La crisis económica post pandemia ya asoma sus efectos en la realidad salvadoreña: Avianca anuncia su quiebra financiera y se declara en bancarrota, prevén la pérdida de 20 mil empleos en el sector maquilero y el desabastecimiento de algunos productos del mercado son sólo los primeros indicios de una crisis económica prevista.

A la difícil situación se agrega un pacto oscuro de las derechas políticas y empresariales para contraer deuda por 3 mil millones de dólares, de los cuales ya se identificaron las señales de un acuerdo de oportunismo para favorecer a los grandes empresarios de ARENA, Nuevas Ideas, GANA y la familia Bukele.

Contraer una deuda tan grande es un grave peligro y ya los organismos financieros internacionales nos ubican como país de alto riesgo para una crisis económica y está claro que las deudas de Bukele las pagaremos nosotros, los salvadoreños.

Las fuerzas de derecha ya iniciaron una campaña política anticipada, en la cual el principal objetivo es desacreditar y responsabilizar de esta crisis al único partido de oposición verdadera, el FMLN.

Con su histórica capacidad de mentir, los voceros de las derechas pretenden ocultar los avances durante los 10 años de gobierno de la izquierda salvadoreña, su rescate de la economía, que recibió en 2009 en bancarrota y un decrecimiento de menos 3.1 por ciento, y pese a ello la estabilizó y con sus programas de desarrollo permitió un crecimiento económico sostenido superior al potencial de El Salvador.

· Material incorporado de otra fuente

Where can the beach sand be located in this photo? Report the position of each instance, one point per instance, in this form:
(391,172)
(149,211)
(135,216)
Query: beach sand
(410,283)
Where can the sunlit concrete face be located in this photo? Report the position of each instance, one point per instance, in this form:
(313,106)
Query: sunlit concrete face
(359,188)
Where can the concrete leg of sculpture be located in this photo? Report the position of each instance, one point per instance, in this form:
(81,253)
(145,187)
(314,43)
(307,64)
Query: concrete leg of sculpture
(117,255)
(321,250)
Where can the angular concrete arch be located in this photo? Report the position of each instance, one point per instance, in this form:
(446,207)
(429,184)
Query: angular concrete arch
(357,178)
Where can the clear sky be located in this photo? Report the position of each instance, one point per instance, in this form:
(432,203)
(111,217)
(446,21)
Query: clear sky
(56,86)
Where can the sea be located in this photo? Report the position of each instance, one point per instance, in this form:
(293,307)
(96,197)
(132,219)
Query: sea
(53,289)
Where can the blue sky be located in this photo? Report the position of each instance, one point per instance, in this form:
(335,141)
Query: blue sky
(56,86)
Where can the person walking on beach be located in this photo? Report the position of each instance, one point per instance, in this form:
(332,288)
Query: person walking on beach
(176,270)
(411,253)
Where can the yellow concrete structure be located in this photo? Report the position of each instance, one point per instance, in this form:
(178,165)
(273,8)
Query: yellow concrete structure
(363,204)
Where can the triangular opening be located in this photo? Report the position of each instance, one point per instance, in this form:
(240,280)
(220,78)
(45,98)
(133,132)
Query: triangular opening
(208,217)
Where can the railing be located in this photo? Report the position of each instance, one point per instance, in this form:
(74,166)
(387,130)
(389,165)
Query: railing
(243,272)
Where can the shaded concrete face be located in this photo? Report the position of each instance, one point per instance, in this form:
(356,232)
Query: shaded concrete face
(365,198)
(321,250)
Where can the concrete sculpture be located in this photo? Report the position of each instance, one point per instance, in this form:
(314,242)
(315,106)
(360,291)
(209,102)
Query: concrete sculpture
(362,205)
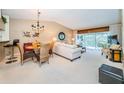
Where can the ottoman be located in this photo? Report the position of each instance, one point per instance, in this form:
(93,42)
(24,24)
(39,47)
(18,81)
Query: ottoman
(110,75)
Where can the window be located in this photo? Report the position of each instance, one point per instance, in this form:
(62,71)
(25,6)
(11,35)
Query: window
(92,40)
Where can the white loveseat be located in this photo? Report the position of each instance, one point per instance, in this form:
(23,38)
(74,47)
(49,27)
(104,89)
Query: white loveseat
(70,52)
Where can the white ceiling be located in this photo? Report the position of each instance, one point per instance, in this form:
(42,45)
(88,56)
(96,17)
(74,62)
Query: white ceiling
(71,18)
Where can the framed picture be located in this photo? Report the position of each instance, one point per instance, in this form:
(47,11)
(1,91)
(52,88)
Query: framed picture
(61,36)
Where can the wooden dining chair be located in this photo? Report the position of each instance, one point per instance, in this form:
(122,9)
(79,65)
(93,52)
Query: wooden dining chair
(44,53)
(25,55)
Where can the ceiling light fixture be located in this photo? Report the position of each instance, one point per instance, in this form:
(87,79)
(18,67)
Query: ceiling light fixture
(36,27)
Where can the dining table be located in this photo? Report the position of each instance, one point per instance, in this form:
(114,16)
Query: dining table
(35,47)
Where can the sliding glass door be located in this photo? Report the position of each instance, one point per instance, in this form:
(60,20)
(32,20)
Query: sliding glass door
(92,40)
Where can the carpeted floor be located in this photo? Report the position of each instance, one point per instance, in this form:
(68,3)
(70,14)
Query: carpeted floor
(59,71)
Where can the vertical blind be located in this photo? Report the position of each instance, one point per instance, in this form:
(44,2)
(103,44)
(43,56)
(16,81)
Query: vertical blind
(93,30)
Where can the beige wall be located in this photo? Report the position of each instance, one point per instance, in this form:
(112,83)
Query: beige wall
(17,27)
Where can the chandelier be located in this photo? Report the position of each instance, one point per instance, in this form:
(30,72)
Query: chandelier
(36,28)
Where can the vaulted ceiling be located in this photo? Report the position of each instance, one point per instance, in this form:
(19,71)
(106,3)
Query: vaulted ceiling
(71,18)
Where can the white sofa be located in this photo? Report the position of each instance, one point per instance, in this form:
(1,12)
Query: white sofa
(70,52)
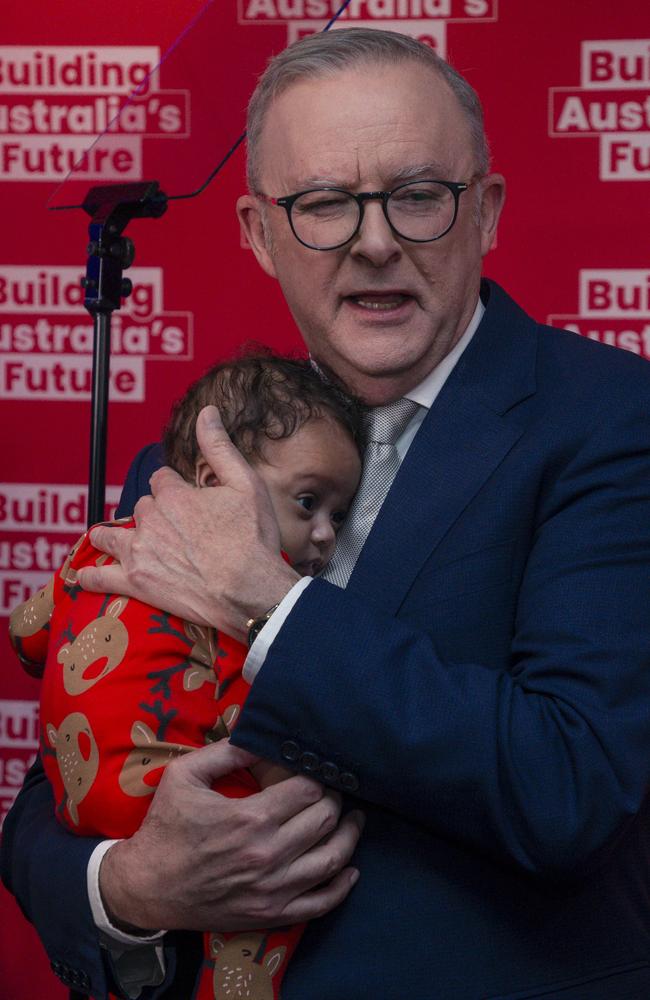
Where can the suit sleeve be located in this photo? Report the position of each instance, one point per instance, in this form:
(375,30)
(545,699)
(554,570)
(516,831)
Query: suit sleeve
(136,484)
(542,764)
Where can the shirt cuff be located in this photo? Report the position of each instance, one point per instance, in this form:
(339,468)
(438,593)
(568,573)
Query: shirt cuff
(138,960)
(259,649)
(102,923)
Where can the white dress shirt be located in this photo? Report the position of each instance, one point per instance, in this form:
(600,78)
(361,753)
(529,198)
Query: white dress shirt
(120,944)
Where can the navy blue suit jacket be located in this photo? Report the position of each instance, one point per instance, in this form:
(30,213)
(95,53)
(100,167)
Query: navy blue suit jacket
(482,688)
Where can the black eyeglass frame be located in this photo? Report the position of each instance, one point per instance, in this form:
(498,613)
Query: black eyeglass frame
(287,202)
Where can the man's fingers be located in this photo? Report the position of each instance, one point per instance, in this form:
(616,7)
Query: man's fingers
(164,478)
(104,579)
(205,765)
(292,800)
(328,857)
(320,901)
(228,465)
(112,541)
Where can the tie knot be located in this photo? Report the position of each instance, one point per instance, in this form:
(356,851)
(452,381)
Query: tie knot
(384,424)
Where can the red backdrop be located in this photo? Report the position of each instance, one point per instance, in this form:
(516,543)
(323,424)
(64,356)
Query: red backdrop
(566,89)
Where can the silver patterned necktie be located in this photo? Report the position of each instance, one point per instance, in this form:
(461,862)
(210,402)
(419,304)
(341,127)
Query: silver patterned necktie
(384,425)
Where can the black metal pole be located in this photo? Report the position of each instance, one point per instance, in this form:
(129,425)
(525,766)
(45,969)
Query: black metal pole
(99,417)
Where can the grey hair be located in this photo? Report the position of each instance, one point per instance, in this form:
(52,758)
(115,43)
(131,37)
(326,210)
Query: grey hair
(326,53)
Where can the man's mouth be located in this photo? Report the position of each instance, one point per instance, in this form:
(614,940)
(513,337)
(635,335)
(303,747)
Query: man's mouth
(379,301)
(309,567)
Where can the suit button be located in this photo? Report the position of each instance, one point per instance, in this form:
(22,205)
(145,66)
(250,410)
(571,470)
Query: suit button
(309,762)
(349,782)
(290,750)
(329,771)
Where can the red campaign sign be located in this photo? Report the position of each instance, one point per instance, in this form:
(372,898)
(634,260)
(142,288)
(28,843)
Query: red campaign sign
(572,245)
(164,113)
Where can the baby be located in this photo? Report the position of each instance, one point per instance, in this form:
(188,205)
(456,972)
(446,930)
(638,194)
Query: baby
(127,687)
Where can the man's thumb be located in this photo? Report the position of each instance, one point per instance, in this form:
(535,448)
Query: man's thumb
(205,765)
(217,448)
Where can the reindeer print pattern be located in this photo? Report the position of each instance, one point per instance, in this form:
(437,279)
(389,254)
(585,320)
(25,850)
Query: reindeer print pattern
(241,970)
(148,755)
(105,637)
(78,769)
(28,618)
(127,688)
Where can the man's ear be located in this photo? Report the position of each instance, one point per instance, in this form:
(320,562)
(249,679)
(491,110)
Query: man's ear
(203,474)
(493,194)
(249,211)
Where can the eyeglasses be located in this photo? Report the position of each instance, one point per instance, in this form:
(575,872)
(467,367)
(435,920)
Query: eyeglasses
(328,218)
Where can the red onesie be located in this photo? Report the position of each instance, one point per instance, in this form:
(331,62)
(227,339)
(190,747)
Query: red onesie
(126,688)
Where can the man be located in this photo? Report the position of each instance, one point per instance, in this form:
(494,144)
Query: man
(481,685)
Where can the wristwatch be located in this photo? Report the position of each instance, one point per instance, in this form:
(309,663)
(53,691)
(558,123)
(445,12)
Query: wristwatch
(255,625)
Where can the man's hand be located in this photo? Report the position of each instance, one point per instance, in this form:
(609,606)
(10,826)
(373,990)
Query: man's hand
(204,862)
(211,556)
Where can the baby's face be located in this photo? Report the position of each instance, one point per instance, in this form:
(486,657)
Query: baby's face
(311,477)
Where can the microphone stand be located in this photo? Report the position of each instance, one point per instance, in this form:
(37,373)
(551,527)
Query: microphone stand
(111,207)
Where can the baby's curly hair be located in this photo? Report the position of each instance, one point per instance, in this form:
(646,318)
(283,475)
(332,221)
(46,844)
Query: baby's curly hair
(260,396)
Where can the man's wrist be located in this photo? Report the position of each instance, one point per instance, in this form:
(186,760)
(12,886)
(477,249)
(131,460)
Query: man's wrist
(118,894)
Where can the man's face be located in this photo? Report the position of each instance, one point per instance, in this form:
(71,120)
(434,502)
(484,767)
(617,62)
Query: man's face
(380,312)
(311,477)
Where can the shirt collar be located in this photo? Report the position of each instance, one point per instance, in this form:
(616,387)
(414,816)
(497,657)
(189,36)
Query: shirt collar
(425,393)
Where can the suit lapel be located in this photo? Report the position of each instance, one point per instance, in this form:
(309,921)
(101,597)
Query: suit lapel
(468,431)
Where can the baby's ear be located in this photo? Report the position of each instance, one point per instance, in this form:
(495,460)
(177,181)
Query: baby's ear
(203,474)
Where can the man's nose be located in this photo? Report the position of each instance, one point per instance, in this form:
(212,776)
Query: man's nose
(375,240)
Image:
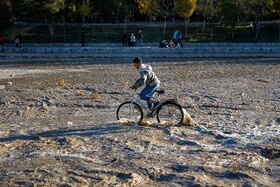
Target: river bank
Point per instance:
(113, 50)
(58, 125)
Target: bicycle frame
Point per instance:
(137, 100)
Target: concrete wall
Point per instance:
(192, 50)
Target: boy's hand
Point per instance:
(133, 87)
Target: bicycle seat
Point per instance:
(160, 91)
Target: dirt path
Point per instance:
(58, 125)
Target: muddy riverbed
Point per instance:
(58, 125)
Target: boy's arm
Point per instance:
(140, 82)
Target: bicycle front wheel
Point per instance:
(170, 113)
(130, 112)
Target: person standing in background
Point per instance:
(140, 38)
(83, 37)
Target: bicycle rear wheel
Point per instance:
(130, 112)
(170, 113)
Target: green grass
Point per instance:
(152, 33)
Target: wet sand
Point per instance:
(59, 128)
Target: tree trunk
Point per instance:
(279, 27)
(164, 27)
(51, 28)
(258, 30)
(187, 20)
(204, 22)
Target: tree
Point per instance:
(185, 9)
(258, 8)
(275, 4)
(206, 9)
(5, 12)
(149, 7)
(229, 14)
(166, 9)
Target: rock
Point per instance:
(8, 83)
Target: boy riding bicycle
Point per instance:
(147, 77)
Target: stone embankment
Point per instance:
(151, 50)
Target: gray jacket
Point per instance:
(148, 77)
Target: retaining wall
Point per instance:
(196, 50)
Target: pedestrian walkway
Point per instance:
(116, 50)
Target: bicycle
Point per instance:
(168, 112)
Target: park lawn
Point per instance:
(112, 33)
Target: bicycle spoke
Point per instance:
(129, 113)
(170, 114)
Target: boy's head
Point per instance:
(137, 61)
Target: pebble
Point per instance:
(8, 83)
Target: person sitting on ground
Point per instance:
(147, 77)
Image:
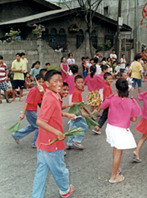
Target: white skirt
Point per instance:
(120, 138)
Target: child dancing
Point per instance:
(141, 126)
(50, 157)
(30, 110)
(121, 110)
(93, 82)
(75, 141)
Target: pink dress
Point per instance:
(70, 81)
(142, 125)
(65, 67)
(117, 130)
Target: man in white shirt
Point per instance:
(113, 56)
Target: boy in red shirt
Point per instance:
(50, 157)
(75, 141)
(107, 91)
(30, 110)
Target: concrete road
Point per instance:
(90, 169)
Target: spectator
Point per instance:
(18, 68)
(3, 76)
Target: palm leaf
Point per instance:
(15, 127)
(90, 122)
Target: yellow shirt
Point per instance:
(18, 66)
(136, 68)
(25, 61)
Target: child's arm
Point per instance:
(50, 129)
(70, 116)
(24, 111)
(67, 106)
(133, 119)
(63, 69)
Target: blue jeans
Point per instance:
(54, 162)
(31, 117)
(79, 122)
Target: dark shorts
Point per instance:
(18, 83)
(136, 80)
(4, 86)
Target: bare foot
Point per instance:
(119, 171)
(117, 179)
(136, 157)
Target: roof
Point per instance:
(49, 15)
(42, 2)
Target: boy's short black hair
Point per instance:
(137, 57)
(74, 69)
(51, 73)
(107, 74)
(78, 77)
(19, 54)
(47, 64)
(42, 70)
(123, 88)
(23, 54)
(104, 67)
(65, 84)
(38, 77)
(83, 58)
(1, 57)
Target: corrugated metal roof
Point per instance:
(33, 17)
(44, 16)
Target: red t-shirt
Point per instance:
(33, 99)
(3, 70)
(50, 113)
(77, 96)
(107, 91)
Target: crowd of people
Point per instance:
(47, 89)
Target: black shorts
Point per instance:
(18, 83)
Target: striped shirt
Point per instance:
(3, 70)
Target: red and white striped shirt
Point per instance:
(3, 70)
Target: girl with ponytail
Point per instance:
(93, 82)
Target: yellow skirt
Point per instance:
(94, 98)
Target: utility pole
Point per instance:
(135, 26)
(118, 39)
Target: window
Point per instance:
(94, 39)
(79, 38)
(62, 38)
(108, 42)
(53, 38)
(106, 11)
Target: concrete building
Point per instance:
(64, 27)
(131, 12)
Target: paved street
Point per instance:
(90, 169)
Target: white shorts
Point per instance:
(120, 138)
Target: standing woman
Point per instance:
(122, 63)
(64, 68)
(70, 60)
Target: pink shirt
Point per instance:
(94, 83)
(121, 110)
(50, 113)
(70, 81)
(143, 97)
(33, 99)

Además los dos gobiernos de izquierda desarrollaron exitosos programas sociales como Ciudad Mujer, el paquete escolar con la entrega de útiles, uniformes, zapatos y alimentación gratuitas, mejoró la educación con los más altos presupuestos de la historia e hizo incluyente el estudio de las nuevas tecnologías con la entrega de cientos de miles de computadoras, y por primera vez la salud pública gratuita llegó hasta el último rincón del país.

Gracias a los programas de la izquierda el país alcanzó producciones récords de maíz y otros granos básicos, cambió la matriz eléctrica, redujo la pobreza y puso en marcha el más completo programa para combatir la violencia, El Salvador Seguro, con énfasis en la prevención y con el apoyo de toda la sociedad.

Es por ello que en su pacto oscuro las derechas consideren necesario borrar esos éxitos y destruir toda oposición democrática para lograr sus nefastos objetivos,  como la reducción del gasto público, es decir, despidos masivos en el sector público y eliminación de todo subsidio social.

Hablan también de apretarse el cinturón,  lo que en realidad significa flexibilidad laboral o pérdida de los derechos de los trabajadores del sector privado e incremento  o aplicación de nuevos impuestos.

Por eso y para evitar la protesta, Bukele y los partidos de derecha ARENA y GANA necesitan una dictadura, sin oposición democrática, sin protesta social, sin prensa libre, como en los tristes años de nuestro violento pasado,  cuando asesinaron obispos, sacerdotes,  maestros, obreros, campesinos, estudiantes.

Bukele y sus socios deben recordar que el pueblo salvadoreño ya se ha levantado en el pasado contra sus opresores y que no habrá teléfono inteligente o encuesta falsificada que le permita esconderse cuándo nuestro pueblo se canse.